By Art Reisman
CTO – APconnections
As a general rule, when a network router sees more packets than it can send or receive on a link, it will drop the extra packets. Intuitively, when your router is dropping packets, one would assume that the perceived slow down, per user, would be just a gradual shift slower.
What happens in reality is far worse…
1) Distant users get spiraling slower responses.
Martin Roth, a colleague of ours who founded one of the top performance analysis companies in the world, provided this explanation:
“Any device which is dropping packets “favors” streams with the shortest round trip time, because (according to the TCP protocol) the time after which a lost packet is recovered is depending on the round trip time. So when a company in Copenhagen/Denmark has a line to Australia and a line to Germany on the same internet router, and this router is discarding packets because of bandwidth limits/policing, the stream to Australia is getting much bigger “holes” per lost packet (up to 3 seconds) than the stream to Germany or another office in Copenhagen. This effect then increases when the TCP window size to Australia is reduced (because of the retransmissions), so there are fewer bytes per round trip and more holes between to round trips.”
In the screen shot above (courtesy of avenida.dk), the Bandwidth limit is 10 Mbit (= 1 Mbyte/s net traffic), so everything on top of that will get discarded. The problem is not the discards, this is standard TCP behaviour, but the connections that are forcefully closed because of the discards. After the peak in closed connections, there is a “dip” in bandwidth utilization, because we cut too many connections.
2) Once you hit a congestion point, where your router is forced to drop packets, overall congestion actually gets worse before it gets better.

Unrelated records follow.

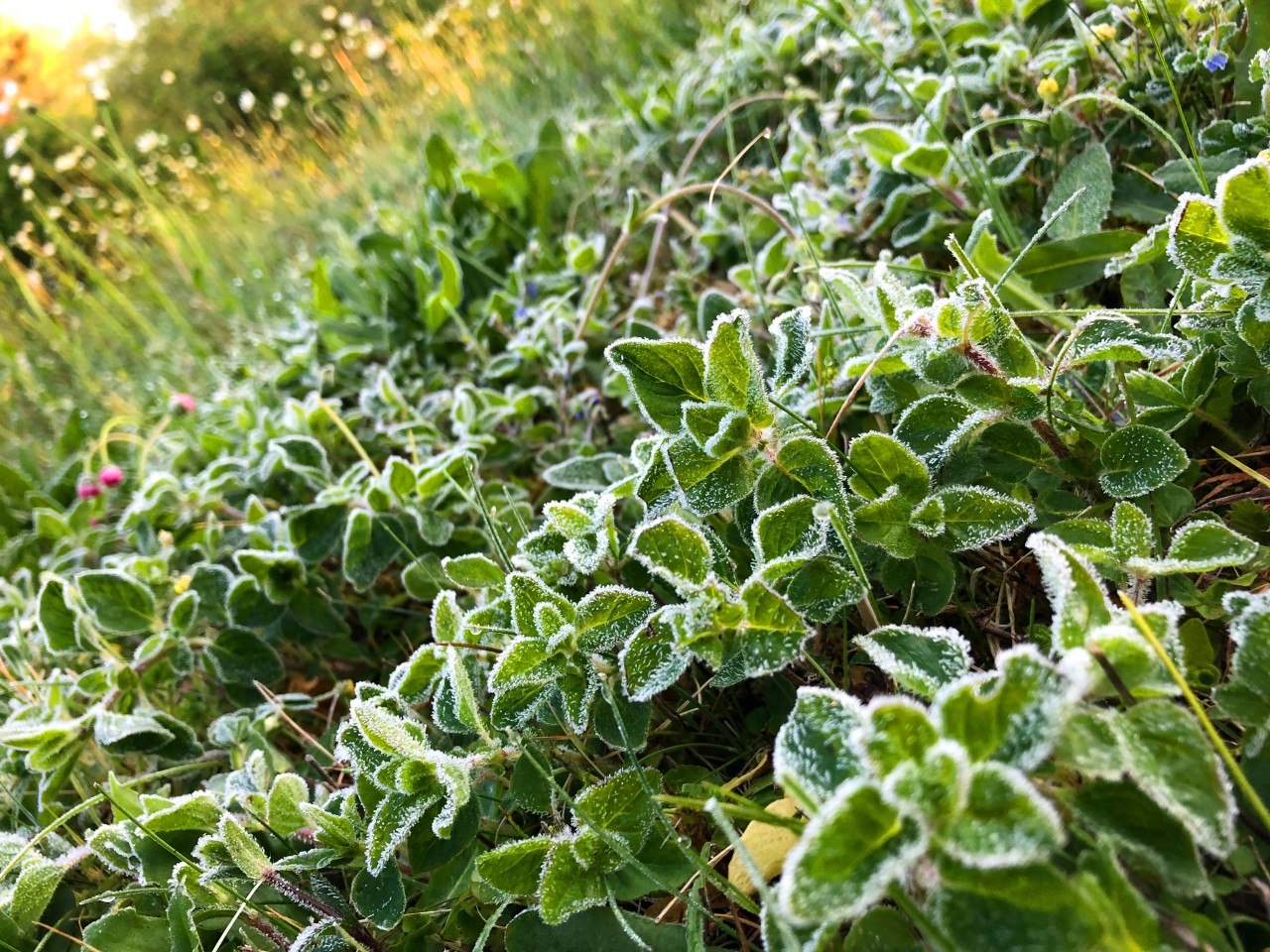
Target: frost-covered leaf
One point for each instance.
(118, 603)
(970, 517)
(921, 660)
(1201, 546)
(879, 461)
(1137, 460)
(672, 549)
(733, 375)
(1170, 758)
(1076, 597)
(847, 857)
(1011, 715)
(793, 348)
(815, 749)
(1245, 697)
(662, 375)
(1088, 178)
(1005, 821)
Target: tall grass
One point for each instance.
(202, 259)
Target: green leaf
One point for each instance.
(380, 897)
(1011, 715)
(1067, 264)
(1197, 236)
(816, 751)
(968, 517)
(921, 660)
(1245, 697)
(610, 615)
(1005, 821)
(1087, 176)
(1201, 546)
(516, 869)
(1170, 758)
(127, 930)
(851, 852)
(879, 461)
(248, 856)
(567, 885)
(672, 549)
(662, 376)
(371, 542)
(792, 347)
(1137, 460)
(594, 929)
(733, 375)
(118, 603)
(55, 617)
(241, 656)
(474, 571)
(1243, 199)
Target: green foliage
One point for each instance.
(534, 555)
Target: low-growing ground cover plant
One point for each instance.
(849, 540)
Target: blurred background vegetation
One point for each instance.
(159, 186)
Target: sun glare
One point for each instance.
(68, 17)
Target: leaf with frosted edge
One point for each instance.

When applications don’t get a response due to a dropped packet, instead of backing off and waiting, they tend to start sending re-tries, and this is why you may have noticed prolonged periods (3o seconds or more) of no service on a congested network. We call this the rolling brown out. Think of this situation as sort of a doubling down on bandwidth at the moment of congestion. Instead of easing into a full network and lightly bumping your head, all the devices demanding bandwidth ramp up their requests at precisely the moment when your network is congested, resulting in an explosion of packet dropping until everybody finally gives up.
How do you remedy outages caused by Congestion?

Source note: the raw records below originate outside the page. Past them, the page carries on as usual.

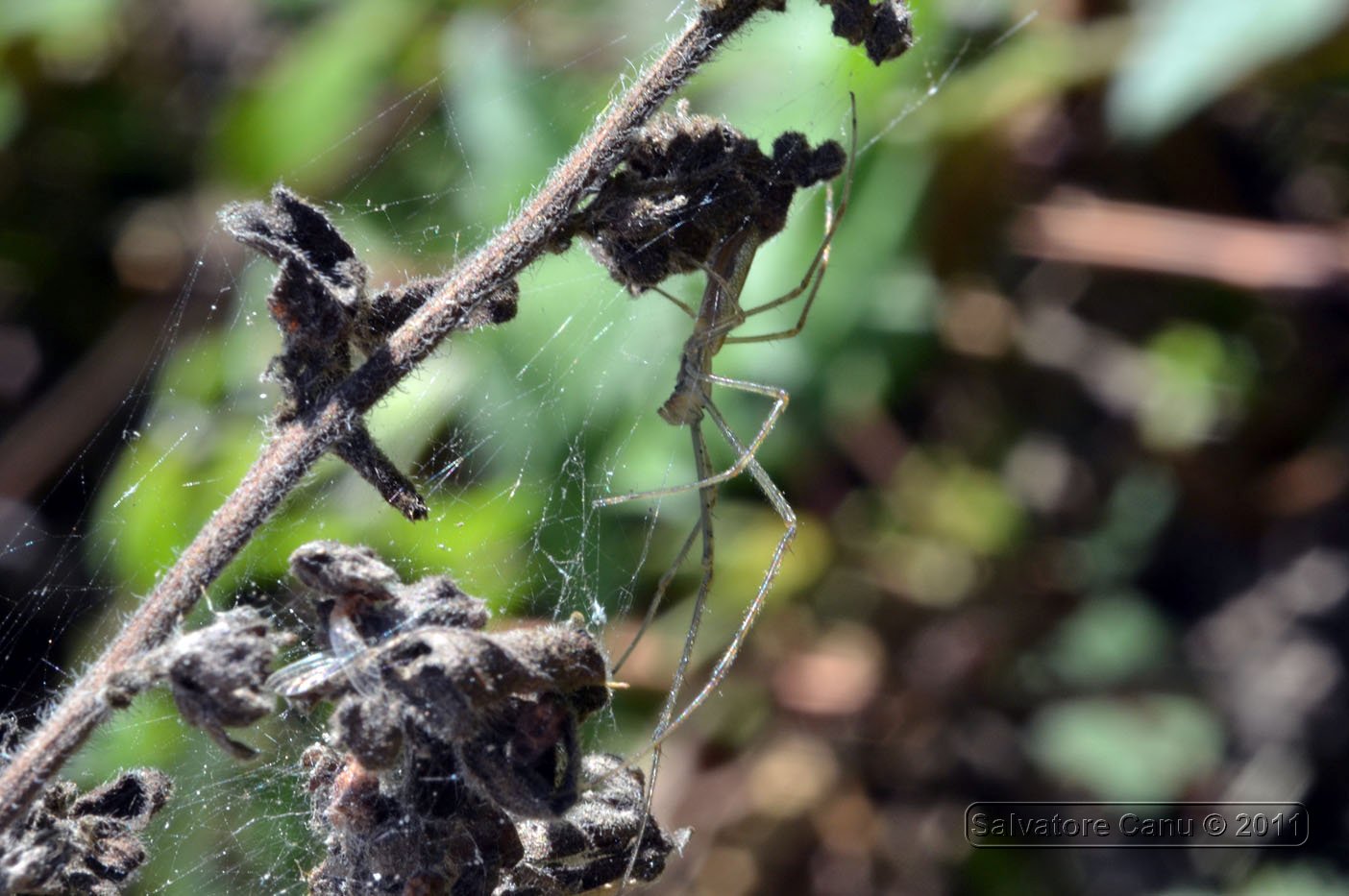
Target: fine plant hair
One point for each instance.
(327, 394)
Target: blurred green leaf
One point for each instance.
(1108, 641)
(304, 119)
(1188, 53)
(1138, 749)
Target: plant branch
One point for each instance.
(297, 444)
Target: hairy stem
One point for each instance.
(297, 445)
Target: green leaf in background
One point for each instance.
(1129, 748)
(306, 117)
(1188, 53)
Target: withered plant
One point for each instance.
(456, 746)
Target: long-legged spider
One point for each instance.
(715, 320)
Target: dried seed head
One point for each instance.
(591, 843)
(690, 183)
(87, 843)
(336, 569)
(884, 29)
(217, 674)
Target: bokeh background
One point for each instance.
(1067, 428)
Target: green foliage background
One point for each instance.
(1051, 638)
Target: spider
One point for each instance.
(717, 318)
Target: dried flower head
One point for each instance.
(884, 29)
(691, 182)
(321, 306)
(87, 843)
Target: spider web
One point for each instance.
(511, 433)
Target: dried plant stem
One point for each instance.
(297, 445)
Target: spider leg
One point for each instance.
(724, 666)
(819, 264)
(681, 303)
(660, 594)
(707, 503)
(747, 454)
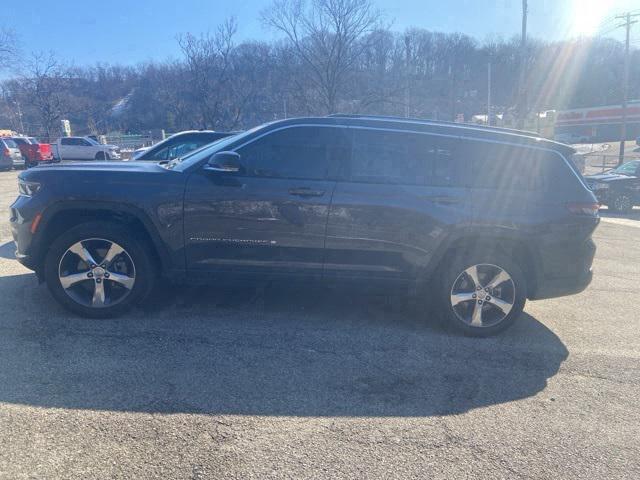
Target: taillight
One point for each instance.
(584, 208)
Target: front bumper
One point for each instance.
(21, 218)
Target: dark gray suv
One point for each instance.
(475, 220)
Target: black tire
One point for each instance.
(621, 203)
(135, 247)
(450, 273)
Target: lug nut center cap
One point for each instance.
(98, 272)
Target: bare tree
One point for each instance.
(8, 48)
(328, 36)
(44, 86)
(208, 60)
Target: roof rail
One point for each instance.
(434, 122)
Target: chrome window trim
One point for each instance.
(443, 135)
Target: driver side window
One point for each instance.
(312, 153)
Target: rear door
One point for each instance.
(272, 217)
(403, 194)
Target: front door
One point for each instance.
(269, 219)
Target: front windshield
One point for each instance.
(209, 149)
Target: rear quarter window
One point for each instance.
(516, 168)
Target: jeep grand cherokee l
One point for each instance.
(475, 220)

We have written extensively about solutions to prevent bottlenecks. Here is a quick summary with links:
1) The most obvious being to increase the size of your link.
2) Enforce rate limits per user.
3) Wse something more sophisticated like a Netequalizer, a device that is designed to specifically counter the effects of congestion.
From Martin Roth of Avenida.dk
“With NetEqualizer we may get the same number of discards, but we get fewer connections closed, because we “kick” the few connections with the high bandwidth, so we do not get the “dip” in bandwidth utilization.
The graphs (above) were recorded using 1 second intervals, so here you can see the bandwidth is reached. In a standard SolarWinds graph with 10 minute averages the bandwidth utilization would be under 20% and the customer would not know they are hitting the limit.”
The excerpt below was a message from a reseller who had been struggling with congestion issues at a hotel, he tried basic rate limits on his router first. Rate Limits will buy you some time , but on an oversold network you can still hit the congestion point, and for this you need a smarter device.
“…NetEq delivered a 500% gain in available bandwidth by eliminating rate caps, possible through a mix of connection limits and Equalization. Both are necessary. The hotel went from 750 Kbit max per accesspoint (entire hotel lobby fights over 750Kbit; divided between who knows how many users) to 7Mbit or more available bandwidth for single users with heavy needs.